先日、露店に立ち寄った女性もそのようなタイプであった。
仕事でも遊びでも周りの期待に応えることが嬉しく、一生懸命打ち込むのだが、時々ひどく息苦しくなる。と、打ち明けてきた。たとえ彼氏や家族であっても、長時間、誰かといると煩わしくなり一人になりたくなるようだ。
期待が重荷になり、失敗したり、周りの迷惑になるのではないかという不安が常につきまとっているらしい。

彼女は厳しい母親のしつけに対して、必死に応えてきた、いわゆる優等生の部類。いつも、叱られないようにびくびくしていた。
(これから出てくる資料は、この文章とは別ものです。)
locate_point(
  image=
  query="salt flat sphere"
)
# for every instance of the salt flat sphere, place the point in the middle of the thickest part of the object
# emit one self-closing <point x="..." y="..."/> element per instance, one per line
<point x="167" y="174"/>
母親は、冷え切った夫婦関係で本当は離婚したかったようで、不安定な状況で十分な親和充足を与えられなかったようだ。
さらに、夫婦と言えども充足できる関係ではない、といった男女関係へのあきらめ=不可能視と、男女同権発の「女も自立」といった支配観念から、娘を「独り」で生きていけるように厳しく育てたようだ。

また、いい子期待(○○しなければダメ)といった本源風規範観念は、「できて当然」という充足感の乏しい期待であり、専ら応えられなかった時のマイナスだけが刻印されていく。そうして自己攻撃を続けた結果、「自分はダメだ」といったダメ観念を強く形成させる。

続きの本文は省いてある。